Everyone in my family went to college, it wasn’t a question in my family of whether you would go to college, or if you would get a bachelor’s degree or an associate’s degree to start off with. It was assumed that you would at least get a Bachelors’s degree and probably a Master’s degree or a Ph.D. My dad had a Ph.D. in accounting from NYU and has written over 15 books, edited compilations of essays on business ethics that are sold all over the world, and has contributed articles to Encyclopedia Brittanica. He has been the dean of Yeshiva University’s Business School in New York City and was asked to be president of the entire university but declined because he didn’t want all that stress on his back. Currently, he is a University Professor there (which is the highest level of professor available, it’s above being a tenured professor) and researches Spirituality in Business Ethics. He lectures all over the world.
My mom has a Master’s degree in early childhood education and has written at least four children’s books. She works for a multi-millionaire philanthropist who made his money selling real estate. His name is Harold Grinspoon. and she is involved with his international project called PJ Library, which sends out a book a month to Jewish children ages 6 months to 8 years old. My mom is the one picking out the books and determining which books are developmentally appropriate for which ages, she also writes the flap covers for the books explaining how the book is connected to Judaism and activities parents can do with the children around the book. My mom also designs family programs around the books and runs Webinars for teachers about how to use the PJ library books in Jewish day schools or Hebrew schools at Jewish synagogues as learning tools.
One of my brothers has a Bachelor’s degree in personal training even though he has severe learning disabilities and my parents had to hold his hand to help him through college. He is thinking of continuing on to get a Master’s. My other brother is currently finishing up his bachelor’s degree, and getting ready to go on and get a Master’s in creative writing. All my cousins on my mom’s side have PhDs from Ivy League schools like Harvard, Yale, Cornell, Columbia, and Upenn, and work in academia. On my dad’s side of the family, all my cousins at least have bachelor’s degrees if not more.
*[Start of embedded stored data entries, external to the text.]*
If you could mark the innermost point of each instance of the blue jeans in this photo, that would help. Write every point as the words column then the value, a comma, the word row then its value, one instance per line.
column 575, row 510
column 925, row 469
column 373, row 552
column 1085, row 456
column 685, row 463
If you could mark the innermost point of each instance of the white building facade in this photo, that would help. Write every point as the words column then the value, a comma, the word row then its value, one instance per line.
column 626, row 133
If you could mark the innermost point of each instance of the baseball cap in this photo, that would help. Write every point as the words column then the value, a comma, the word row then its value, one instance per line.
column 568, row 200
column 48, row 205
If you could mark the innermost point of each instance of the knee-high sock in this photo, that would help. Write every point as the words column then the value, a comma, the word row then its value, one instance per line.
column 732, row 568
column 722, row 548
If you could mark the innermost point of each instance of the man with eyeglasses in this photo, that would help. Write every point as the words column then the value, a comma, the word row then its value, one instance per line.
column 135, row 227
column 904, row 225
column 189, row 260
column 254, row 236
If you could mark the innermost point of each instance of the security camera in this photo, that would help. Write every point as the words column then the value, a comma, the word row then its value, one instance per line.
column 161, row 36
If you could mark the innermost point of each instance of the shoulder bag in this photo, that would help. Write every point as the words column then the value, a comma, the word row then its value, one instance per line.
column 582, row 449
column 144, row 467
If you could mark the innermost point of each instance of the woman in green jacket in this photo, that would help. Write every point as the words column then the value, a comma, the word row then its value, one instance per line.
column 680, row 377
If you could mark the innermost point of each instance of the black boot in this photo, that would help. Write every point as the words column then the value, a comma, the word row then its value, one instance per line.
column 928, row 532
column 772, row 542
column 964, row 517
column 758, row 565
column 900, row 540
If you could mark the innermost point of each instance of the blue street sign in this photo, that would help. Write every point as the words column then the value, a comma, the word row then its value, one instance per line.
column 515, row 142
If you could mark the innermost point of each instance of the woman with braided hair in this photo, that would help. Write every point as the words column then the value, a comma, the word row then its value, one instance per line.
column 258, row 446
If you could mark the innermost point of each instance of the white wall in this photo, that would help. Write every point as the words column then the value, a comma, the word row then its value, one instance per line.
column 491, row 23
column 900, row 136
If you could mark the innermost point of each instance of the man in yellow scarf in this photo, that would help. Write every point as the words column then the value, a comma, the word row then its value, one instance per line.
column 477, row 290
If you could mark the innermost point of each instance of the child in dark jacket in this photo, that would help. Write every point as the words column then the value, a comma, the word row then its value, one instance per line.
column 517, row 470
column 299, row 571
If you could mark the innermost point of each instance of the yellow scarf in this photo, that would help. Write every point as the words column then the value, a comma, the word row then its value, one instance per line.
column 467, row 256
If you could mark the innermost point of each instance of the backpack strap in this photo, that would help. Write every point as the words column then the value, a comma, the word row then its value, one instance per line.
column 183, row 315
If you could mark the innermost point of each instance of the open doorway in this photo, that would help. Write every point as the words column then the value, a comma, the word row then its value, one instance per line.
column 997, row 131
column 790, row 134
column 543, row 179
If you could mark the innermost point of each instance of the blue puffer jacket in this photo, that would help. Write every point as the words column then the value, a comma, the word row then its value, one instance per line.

So, when I had to drop out of nursing school back at the beginning of 2015, it was never a question in my mind of whether I would continue to get my Bachelor’s, the only question anyone in my family ever asked was what major I was switching to. It never occurred to me either that an option was just withdrawing from school completely. Despite my crippling disabilities, I knew I would continue in college, just with a different focus, even though I knew I would probably never be able to hold down a traditional job.
I ended up switching my major to writing and every day at Side By Side I would find my way to my spot in a recliner chair in front of the fireplace at the main building and pull out my laptop and work on my online classes.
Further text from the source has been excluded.